Breviário de leituras: Os filhos de Anansi

Os filhos de Anansi, Neil Gaiman

«Às seis da tarde o Charlie Gordo desligou o computador, e desceu os cinco andares de escadas até à rua. Não tinha chovido. Sobre a sua cabeça os estorninhos revolteavam em chilreios: o coro do anoitecer na cidade. Toda a gente estava com pressa de ir a qualquer lado. A maioria, tal como Charlie Gordo, subia a Kingsway rumo à estação do metro de Holborn. Caminhavam de cabeça baixa, e apresentavam o aspecto inconfundível de alguém que apenas quer chegar a casa.
No entanto, havia ali uma pessoa que não seguia rumo onde quer que fosse. Estava ali parada, encarado o Charlie Gordo e os demais passageiros regulares, o casaco de couro a adejar ao vento. Não estava a sorrir.
O Charlie Gordo viu-o ao fundo da rua. Enquanto caminhava na sua direcção, tudo se tornou irreal. O dia derreteu-se, e ele compreendeu de que era que tinha estado todo o dia a tentar recordar-se.
- Olá, Spider - disse, quando chegou à sua beira.
Spider apresentava-se como se albergasse uma tempestade dentro de si. Parecia prestes a chorar. O Charlie Gordo não tinha a certeza. Havia demasiada emoção no seu rosto, na sua pose, de tal forma que as pessoas que passavam na rua desviavam o olhar, envergonhadas.
- Fui até lá - disse ele, com a voz embargada. - Estive com a Sr.ª Higgler. Ela levou-me até à campa. O meu pai morreu, e eu não sabia.
- Ele também era meu pai, Spider - disse o Charlie Gordo. Interrogava-se sobre como pudera ter-se esquecido do Spider, como o pudera descartar tão facilmente como um sonho.
- É certo.
O céu do crepúsculo era atravessado por nuvens de estorninhos que rodopiavam no ar e passavam de telhado para telhado.
Spider estremeceu e endireitou o corpo. Parecia ter tomado uma decisão.
- É que tens mesmo razão. Isto é uma coisa que temos que ser os dois a fazer.
- Exactamente - concordou o Charlie Gordo. Depois perguntou: - Fazer o quê? - Mas o Spider já estava a fazer sinal a um táxi.
- Somos homens com problemas - declarou Spider ao mundo. - O nosso pai já não está connosco. O coração pesa-nos no peito. A dor pousa em nós como pólen na época da febre dos fenos.
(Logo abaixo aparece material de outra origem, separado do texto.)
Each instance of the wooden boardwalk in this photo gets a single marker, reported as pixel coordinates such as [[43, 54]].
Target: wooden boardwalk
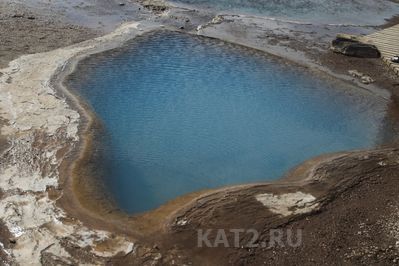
[[387, 42]]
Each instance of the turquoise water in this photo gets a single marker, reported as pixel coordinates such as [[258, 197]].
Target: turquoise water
[[185, 113], [357, 12]]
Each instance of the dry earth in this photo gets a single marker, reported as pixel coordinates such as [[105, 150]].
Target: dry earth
[[345, 204]]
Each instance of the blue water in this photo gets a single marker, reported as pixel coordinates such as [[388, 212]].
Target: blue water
[[185, 113], [357, 12]]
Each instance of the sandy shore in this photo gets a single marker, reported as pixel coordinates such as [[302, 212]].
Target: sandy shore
[[70, 222]]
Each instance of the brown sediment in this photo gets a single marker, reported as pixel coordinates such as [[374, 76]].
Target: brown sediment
[[94, 206], [351, 188]]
As trevas são a nossa cruz, e o infortúnio a nossa única companhia.
- Pois, cavalheiros - disse o taxista, bastante animado. - Para onde?
- Para onde os três remédios para as trevas do coração podem ser encontrados - respondeu Spider.
- Talvez pudéssemos comer um caril - sugeriu o Charlie Gordo.
- Existem três coisas, e três coisas apenas, que podem afastar a dor da perenidade e aliviar as agruras da vida - afirmou Spier. - E essas coisas são o vinho, as mulheres e as cantigas.
- O caril também é porreiro - observou o Charlie Gordo, mas ninguém lhe estava a prestar atenção.»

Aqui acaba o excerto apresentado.